When Madelyn was a newborn she would wake up. I’d get up with her to let Mom sleep and we’d hang out. Late one night the CBC showed a documentary which I believe will be her future. Synchronized Swimming. I always wondered how someone got their kids into bizarre sports.
***
The Phat Bunny dot net runs a feature on 50 word stories and he asked me to right a guest spot for him. This exercise is much harder than I thought it would be. First off, TPB’s stories are really good and second, I couldn’t think what to write about. I defaulted on the stayed but true, write what you know. Music or baby.
I can’t really write about *babies* with any authority, just mine. But I like this story because I am not sure if I ever blogged it before and it is one of those memories that is very clear for me, so it is good to write it down before I suffer a brain injury or get Alzheimer’s.

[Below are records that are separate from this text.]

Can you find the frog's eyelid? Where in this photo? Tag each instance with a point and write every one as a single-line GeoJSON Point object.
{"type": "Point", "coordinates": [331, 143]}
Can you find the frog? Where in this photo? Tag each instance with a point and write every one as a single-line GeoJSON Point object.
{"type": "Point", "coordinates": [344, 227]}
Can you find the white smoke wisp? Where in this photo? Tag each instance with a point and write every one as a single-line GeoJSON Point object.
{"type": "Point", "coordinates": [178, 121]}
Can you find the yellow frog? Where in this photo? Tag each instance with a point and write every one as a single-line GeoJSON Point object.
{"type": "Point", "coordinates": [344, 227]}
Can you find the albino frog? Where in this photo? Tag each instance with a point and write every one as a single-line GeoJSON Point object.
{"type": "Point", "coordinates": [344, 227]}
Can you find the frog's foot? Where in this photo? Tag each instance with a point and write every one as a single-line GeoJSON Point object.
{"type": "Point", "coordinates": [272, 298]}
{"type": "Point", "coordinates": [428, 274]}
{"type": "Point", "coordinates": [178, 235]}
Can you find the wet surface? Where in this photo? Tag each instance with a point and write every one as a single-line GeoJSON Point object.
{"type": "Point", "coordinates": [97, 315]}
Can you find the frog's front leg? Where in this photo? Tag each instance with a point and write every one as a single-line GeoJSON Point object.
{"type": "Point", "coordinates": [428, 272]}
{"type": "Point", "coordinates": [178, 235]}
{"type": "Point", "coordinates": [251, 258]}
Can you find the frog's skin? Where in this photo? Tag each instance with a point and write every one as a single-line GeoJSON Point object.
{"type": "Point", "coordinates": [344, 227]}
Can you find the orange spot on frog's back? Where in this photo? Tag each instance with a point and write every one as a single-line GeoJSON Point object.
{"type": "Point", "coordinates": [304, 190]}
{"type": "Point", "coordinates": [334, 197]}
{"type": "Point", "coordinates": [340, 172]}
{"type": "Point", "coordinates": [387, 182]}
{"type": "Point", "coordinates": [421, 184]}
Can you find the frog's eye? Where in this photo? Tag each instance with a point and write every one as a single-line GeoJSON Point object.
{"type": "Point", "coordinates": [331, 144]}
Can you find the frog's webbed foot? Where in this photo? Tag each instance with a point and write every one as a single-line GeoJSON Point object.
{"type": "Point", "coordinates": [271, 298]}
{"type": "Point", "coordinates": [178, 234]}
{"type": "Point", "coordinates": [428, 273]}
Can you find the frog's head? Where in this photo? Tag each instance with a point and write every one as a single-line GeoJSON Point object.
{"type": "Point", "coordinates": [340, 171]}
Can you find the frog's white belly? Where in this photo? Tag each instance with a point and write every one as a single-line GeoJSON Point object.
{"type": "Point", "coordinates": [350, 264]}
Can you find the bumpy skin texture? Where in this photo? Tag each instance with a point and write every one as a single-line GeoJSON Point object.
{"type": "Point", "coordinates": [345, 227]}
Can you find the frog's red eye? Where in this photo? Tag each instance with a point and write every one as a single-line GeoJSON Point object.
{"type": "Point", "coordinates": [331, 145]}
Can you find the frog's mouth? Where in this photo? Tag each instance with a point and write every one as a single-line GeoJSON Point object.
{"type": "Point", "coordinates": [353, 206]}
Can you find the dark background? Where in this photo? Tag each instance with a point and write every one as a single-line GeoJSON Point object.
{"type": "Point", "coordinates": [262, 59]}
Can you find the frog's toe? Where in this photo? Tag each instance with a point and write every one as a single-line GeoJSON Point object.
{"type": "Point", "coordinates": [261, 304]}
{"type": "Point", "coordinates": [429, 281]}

My little thought story required editing to get it to 50 words and still be a cohesive idea. Reminded me of an old exercise we did in broadcast school. The writing teacher (whose name I forget but he was good man) would give us a paragraph and we’d have to eliminate half the words and the paragraph still had to make sense. Then, we’d have to halve that half paragraph. Then sometimes, halve that one! Yikes… but it is important for radio because generally we have to get some big ideas on the air in just a matter of seconds. It is what has always bothered me about school assignments where the goal is a “6-page” or “1,000 word” essay. If I were a teacher, I’d want you to demonstrate your knowledge or convince me your point in the fewest words. Christ, teaching is a union gig, the less time marking, means more time to party.
Go with yourself.
I love that story, it’s quirky and sweet. But, i think newborn is one word?
rad, I will fix… thus making my story 49 words!
[…] story was originally posted here. « BCTURK: Coffee […]
Thanks for writing this, Jeremy!
I’ve reposted it on http://www.FiftyWordStories.com with a link back to this post.
If you make newborn into one word, you could say “such bizarre sports” at the end and still ahve fifty words. 😛
Synchro, I can kind of understand how kids get into that. There are swim teams and clubs and all that jazz. I actually knew a handful of girls who did it back in my day!
It’s stuff like luge and bobsled that I ask myself “how’d she get into that?” about.
I’ll change one of my conjunctions.
oops, contractions. I think that is what they’re called. she’d into she would? is that better?
Amen to less time marking and more time partying!